Store sales at such brands in Poland have declined, according to the country’s Prime Minister Mateusz Morawiecki, citing government data. “It shows that ordinary people, more than corporations, understand that current times are exceptional,” Morawiecki said
to reporters on March 24. “Decency requires taking actions that trigger losses.”
Though the Polish prime minister did not state which specific brands have been affected, French businesses like Leroy Merlin, a home improvement chain, and Auchan, a grocery chain, have both been facing boycott campaigns against them.
Local entities have also taken action against some of the brands. Polskie Radio, a state-backed broadcaster, has stopped airing Leroy Merlin’s commercials. Poland’s biggest private television network TVN is suspending a sponsorship agreement it had with the French company.
Leroy Merlin shut down the six stores it operated in Ukraine after the war began. However, its 112 stores in Russia continue to operate and the company has not indicated any plans to shut them down. Leroy Merlin’s outlet in the Retroville mall in Kyiv recently suffered damage after the mall was bombed by Russia.
The company’s Ukrainian workers had signed a petition in February, asking for withdrawal from Russia. The brand eventually crippled communication within its Ukrainian unit by cutting off employees’ internal Gmail accounts, according to The New York Times
Ukrainian Prime Minister Volodymyr Zelenskyy asked
French companies like Leroy Merlin, Auchan, Renault, etc. to leave the Russian market and stop being “sponsors of the Russian war machine” in his speech at the French National Assembly on March 23.

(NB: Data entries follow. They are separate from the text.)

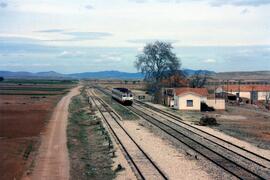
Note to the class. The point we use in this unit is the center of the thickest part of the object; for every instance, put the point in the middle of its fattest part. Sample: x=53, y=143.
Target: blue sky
x=93, y=35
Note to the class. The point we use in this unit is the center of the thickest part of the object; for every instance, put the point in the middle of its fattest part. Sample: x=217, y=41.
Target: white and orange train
x=123, y=95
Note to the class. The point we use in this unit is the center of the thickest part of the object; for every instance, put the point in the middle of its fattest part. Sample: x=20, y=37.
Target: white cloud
x=71, y=54
x=210, y=61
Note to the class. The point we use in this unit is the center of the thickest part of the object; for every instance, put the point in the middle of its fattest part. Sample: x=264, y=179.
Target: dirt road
x=52, y=162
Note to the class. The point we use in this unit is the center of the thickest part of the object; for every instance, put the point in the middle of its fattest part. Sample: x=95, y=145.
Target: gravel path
x=52, y=161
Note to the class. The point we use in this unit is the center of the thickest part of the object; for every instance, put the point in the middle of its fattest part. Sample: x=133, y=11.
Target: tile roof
x=198, y=91
x=247, y=88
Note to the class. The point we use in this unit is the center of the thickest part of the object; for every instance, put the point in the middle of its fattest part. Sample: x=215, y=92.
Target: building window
x=189, y=103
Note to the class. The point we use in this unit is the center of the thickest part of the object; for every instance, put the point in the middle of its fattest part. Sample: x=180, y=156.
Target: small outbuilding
x=189, y=98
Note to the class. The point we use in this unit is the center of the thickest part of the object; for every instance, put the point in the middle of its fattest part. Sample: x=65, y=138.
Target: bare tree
x=157, y=62
x=199, y=79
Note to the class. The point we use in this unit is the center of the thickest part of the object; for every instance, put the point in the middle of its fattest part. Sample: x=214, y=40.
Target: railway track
x=258, y=159
x=144, y=167
x=239, y=162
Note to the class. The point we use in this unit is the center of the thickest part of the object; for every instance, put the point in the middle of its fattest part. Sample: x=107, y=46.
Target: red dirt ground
x=22, y=119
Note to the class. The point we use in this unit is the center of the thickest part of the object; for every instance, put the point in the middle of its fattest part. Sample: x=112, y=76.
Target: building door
x=254, y=96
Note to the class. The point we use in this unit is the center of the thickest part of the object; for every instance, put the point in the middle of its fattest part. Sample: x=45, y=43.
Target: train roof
x=125, y=90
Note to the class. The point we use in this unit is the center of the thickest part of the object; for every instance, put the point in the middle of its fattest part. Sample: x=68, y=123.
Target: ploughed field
x=25, y=106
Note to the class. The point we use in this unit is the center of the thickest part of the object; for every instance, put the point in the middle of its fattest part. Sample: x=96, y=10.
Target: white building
x=252, y=92
x=191, y=99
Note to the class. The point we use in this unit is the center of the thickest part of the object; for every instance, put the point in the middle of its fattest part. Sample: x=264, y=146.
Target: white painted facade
x=261, y=95
x=183, y=102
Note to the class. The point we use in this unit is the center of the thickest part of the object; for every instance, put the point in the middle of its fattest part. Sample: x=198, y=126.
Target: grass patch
x=125, y=113
x=89, y=144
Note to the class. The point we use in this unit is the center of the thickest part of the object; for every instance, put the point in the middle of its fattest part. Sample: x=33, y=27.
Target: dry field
x=24, y=109
x=246, y=125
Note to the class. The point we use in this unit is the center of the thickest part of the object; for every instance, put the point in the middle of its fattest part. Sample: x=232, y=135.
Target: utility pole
x=238, y=95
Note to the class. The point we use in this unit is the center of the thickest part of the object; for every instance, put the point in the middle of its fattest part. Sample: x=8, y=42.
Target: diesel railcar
x=123, y=96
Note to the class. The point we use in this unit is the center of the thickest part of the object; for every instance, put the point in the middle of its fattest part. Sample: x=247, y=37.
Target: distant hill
x=245, y=75
x=190, y=72
x=22, y=74
x=108, y=75
x=255, y=75
x=84, y=75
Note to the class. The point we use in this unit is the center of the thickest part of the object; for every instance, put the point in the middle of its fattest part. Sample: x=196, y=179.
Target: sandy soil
x=127, y=173
x=22, y=118
x=169, y=159
x=52, y=161
x=240, y=120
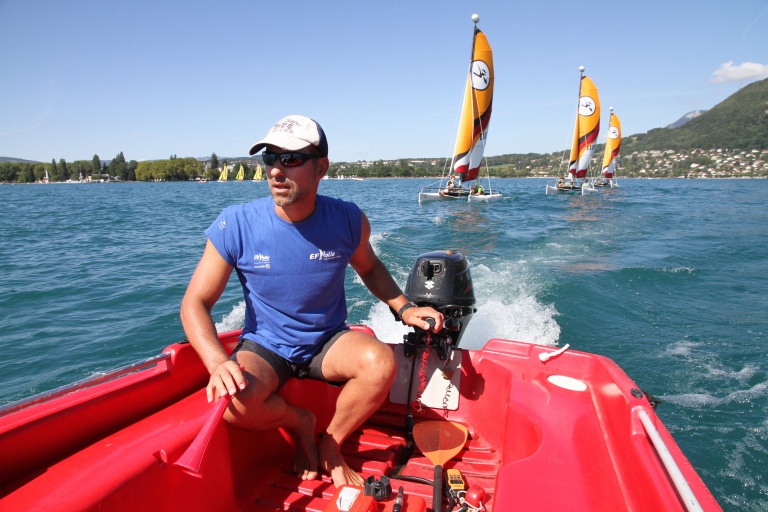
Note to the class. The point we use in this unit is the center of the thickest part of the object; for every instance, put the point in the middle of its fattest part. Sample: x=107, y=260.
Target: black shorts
x=285, y=369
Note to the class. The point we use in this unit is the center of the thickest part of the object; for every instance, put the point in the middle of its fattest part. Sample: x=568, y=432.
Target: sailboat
x=611, y=154
x=473, y=132
x=584, y=138
x=259, y=174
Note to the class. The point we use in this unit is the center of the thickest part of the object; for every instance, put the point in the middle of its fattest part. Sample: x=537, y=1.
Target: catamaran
x=473, y=132
x=224, y=176
x=611, y=154
x=259, y=174
x=584, y=138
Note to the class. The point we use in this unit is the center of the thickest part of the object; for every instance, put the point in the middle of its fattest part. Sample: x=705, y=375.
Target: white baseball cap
x=294, y=133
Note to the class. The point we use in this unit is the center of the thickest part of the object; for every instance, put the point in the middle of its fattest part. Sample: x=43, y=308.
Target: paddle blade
x=191, y=460
x=439, y=441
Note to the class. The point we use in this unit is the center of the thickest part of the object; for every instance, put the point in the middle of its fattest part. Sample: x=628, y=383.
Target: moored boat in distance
x=584, y=138
x=473, y=133
x=224, y=176
x=541, y=429
x=258, y=175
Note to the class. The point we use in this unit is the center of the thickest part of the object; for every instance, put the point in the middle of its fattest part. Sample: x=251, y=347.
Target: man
x=290, y=252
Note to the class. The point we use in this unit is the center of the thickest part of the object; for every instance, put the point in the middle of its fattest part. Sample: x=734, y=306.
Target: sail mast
x=570, y=173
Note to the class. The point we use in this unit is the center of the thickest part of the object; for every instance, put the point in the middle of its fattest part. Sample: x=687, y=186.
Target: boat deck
x=535, y=443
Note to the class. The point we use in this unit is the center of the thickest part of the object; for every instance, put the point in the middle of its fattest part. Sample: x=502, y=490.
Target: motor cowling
x=441, y=280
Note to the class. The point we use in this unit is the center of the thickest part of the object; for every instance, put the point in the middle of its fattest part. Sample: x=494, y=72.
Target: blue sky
x=384, y=79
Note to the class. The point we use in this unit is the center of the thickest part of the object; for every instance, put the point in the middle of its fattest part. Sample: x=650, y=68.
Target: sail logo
x=480, y=76
x=261, y=261
x=324, y=255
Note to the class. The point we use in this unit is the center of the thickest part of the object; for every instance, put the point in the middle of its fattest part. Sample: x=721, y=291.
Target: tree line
x=26, y=172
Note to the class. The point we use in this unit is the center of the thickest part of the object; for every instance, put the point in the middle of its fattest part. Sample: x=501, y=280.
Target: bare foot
x=333, y=462
x=305, y=461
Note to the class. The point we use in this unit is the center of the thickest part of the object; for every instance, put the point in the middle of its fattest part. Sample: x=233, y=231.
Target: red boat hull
x=533, y=445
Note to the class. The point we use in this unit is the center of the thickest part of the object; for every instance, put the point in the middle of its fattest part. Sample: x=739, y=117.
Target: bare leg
x=368, y=366
x=257, y=407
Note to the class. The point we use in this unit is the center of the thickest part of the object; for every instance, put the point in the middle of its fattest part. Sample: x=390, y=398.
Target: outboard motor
x=441, y=279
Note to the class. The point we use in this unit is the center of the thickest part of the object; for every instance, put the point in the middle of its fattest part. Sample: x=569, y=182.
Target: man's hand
x=417, y=317
x=226, y=379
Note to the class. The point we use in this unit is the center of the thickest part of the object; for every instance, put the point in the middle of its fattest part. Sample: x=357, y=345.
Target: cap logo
x=285, y=125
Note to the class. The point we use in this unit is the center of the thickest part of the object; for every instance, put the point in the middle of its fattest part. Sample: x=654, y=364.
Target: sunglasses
x=287, y=159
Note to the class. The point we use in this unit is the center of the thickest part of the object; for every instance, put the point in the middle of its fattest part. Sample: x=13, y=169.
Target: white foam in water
x=503, y=311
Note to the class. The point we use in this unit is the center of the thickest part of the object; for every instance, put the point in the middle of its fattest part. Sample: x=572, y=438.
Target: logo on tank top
x=324, y=255
x=261, y=261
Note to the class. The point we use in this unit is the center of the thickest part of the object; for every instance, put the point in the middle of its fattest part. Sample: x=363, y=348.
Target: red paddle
x=439, y=441
x=190, y=460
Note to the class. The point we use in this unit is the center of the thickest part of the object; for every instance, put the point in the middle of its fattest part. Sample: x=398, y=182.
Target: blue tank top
x=292, y=273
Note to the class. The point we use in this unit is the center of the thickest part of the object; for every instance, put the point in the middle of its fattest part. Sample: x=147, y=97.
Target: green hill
x=739, y=122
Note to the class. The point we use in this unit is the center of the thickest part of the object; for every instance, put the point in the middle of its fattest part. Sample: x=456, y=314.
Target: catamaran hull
x=484, y=198
x=569, y=433
x=552, y=189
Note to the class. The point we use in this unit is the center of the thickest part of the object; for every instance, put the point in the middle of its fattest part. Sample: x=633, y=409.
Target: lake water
x=666, y=277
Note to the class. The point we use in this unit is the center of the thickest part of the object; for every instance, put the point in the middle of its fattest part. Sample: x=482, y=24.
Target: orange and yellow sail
x=612, y=146
x=587, y=128
x=476, y=111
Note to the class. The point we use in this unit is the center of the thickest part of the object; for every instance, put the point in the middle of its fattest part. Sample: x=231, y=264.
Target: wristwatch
x=406, y=306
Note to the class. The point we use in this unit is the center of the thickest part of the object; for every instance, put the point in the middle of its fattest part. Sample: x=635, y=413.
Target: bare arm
x=205, y=288
x=381, y=283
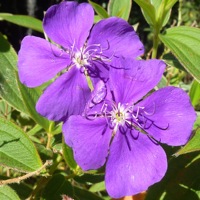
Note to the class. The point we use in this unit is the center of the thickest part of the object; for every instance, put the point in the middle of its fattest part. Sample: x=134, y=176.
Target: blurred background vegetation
x=190, y=16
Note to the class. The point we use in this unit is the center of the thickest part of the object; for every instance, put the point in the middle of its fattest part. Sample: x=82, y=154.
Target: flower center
x=119, y=115
x=80, y=59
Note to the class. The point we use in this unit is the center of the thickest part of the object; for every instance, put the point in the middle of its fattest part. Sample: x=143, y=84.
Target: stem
x=21, y=178
x=155, y=43
x=44, y=180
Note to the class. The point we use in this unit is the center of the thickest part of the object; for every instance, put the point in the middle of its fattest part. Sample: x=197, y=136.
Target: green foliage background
x=34, y=161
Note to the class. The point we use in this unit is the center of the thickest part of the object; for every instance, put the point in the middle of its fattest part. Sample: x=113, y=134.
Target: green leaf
x=99, y=10
x=23, y=20
x=195, y=94
x=7, y=193
x=68, y=156
x=184, y=43
x=16, y=149
x=59, y=186
x=9, y=89
x=162, y=13
x=192, y=145
x=162, y=83
x=148, y=11
x=120, y=8
x=171, y=60
x=5, y=109
x=181, y=180
x=30, y=97
x=89, y=178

Philippe Zimmermann, director general of Adeo, the parent company of Leroy Merlin, responded to the Ukrainian PM’s demands by stating that he was “hurt” by the comments. “This [kind of discourse] can endanger our employees,” he said
to local French newspaper La Voix du Nord.
Meanwhile, Russia is looking to countries like China, India, Turkey, and Iran to compensate for the loss of western retail companies. The Russian Council of Shopping Centers is negotiating with the four nations to decide on alternatives to Western brands.
“A list of foreign companies that have temporarily ceased operations in Russia was sent to them so that appropriate equivalents can be found,” the organization said
in a statement. “Over time this will help supplement or completely replace goods of the defunct brands with ones of a similar quality and design.”